A côté de ces règles de résolution, l’autre priorité majeure est pour lui « de mettre en place le mécanisme unique de résolution, proposé par la Commission le 10 juillet dernier."Il s’agit ici "de mettre sur pied un mécanisme décisionnel clair s’appuyant sur un Conseil de résolution unique, qui pourra mettre en œuvre des décisions rapides et cohérentes pour la résolution de tous les établissements situés sur le territoire couvert par l'Union Bancaire." En complément du bail-in des actionnaires et des créanciers, cette proposition comprend, a précisé le commissaire, "un fonds unique de résolution, alimenté par le secteur bancaire, qui devra être suffisamment doté et mobilisable rapidement pour assurer le succès de la résolution et la viabilité des fonctions essentielles de la banque."
Un premier groupe de travail ad hoc s’est tenu avec les Etats membres le 19 juillet 2013, et au sein du Parlement européen, la députée portugaise Elisa Ferreira a été désignée comme rapporteure. Par ailleurs, "un calendrier ambitieux" a été fixé jusqu’à la fin novembre.
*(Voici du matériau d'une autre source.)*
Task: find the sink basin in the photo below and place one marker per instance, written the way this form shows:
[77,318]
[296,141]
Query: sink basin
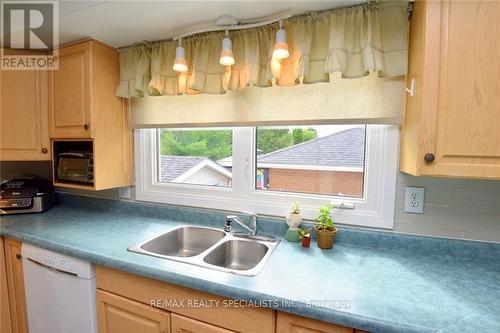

La base juridique du futur mécanisme unique de résolution sera l’article 114 du Traité, comme c’est aussi le cas pour la proposition de directive résolution.
Dans un communiqué, l’eurodéputée luxembourgeoise PPE, Astrid Lulling, a salué le vote du Parlement européen, avec lequel "une étape essentielle vers l'union bancaire européenne a été franchie". Mais elle "regrette que le Parlement européen ait été lui-même à l'origine de retards inutiles alors que les obstacles qu'ils soient de nature politique ou technique ne manquent pas." Elle qualifie les exigences d’une "transparence totale de la BCE au nom de la démocratie" de "démagogie pure et simple", convaincue que les "divulgations d'informations confidentielles sur telle ou telle banque dans la presse" auraient conduit à "la déstabilisation de la banque concernée voire du secteur financier dans son ensemble". Elle a aussi pointé le fait que "les autorités de surveillance nationales n'ont pas ce genre d'obligation vis-à-vis de leur parlement".